The force of
this idea was much weakened, however, by the necessity which it
involved of considering the disturbances abnormal and unadapted to any
purpose. It was Ellison who suggested that they were prognostic of
death. He thus explained:- Admit the earthly immortality of man to
have been the first intention. We have then the primitive
arrangement of the earth's surface adapted to his blissful estate,
as not existent but designed. The disturbances were the preparations
for his subsequently conceived deathful condition.

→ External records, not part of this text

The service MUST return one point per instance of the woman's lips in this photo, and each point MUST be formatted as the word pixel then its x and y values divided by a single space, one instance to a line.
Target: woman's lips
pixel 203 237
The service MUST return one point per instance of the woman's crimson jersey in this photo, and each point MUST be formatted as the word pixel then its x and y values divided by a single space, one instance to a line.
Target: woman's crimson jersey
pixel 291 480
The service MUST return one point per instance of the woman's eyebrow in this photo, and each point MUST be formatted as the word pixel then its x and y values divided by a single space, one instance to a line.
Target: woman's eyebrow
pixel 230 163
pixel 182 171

"Now," said my friend, "what we regard as exaltation of the
landscape may be really such, as respects only the moral or human
point of view. Each alteration of the natural scenery may possibly
effect a blemish in the picture, if we can suppose this picture viewed
at large- in mass- from some point distant from the earth's surface,
although not beyond the limits of its atmosphere. It is easily
understood that what might improve a closely scrutinized detail, may
at the same time injure a general or more distantly observed effect.
There may be a class of beings, human once, but now invisible to
humanity, to whom, from afar, our disorder may seem order- our
unpicturesqueness picturesque, in a word, the earth-angels, for
whose scrutiny more especially than our own, and for whose death-
refined appreciation of the beautiful, may have been set in array by
God the wide landscape-gardens of the hemispheres.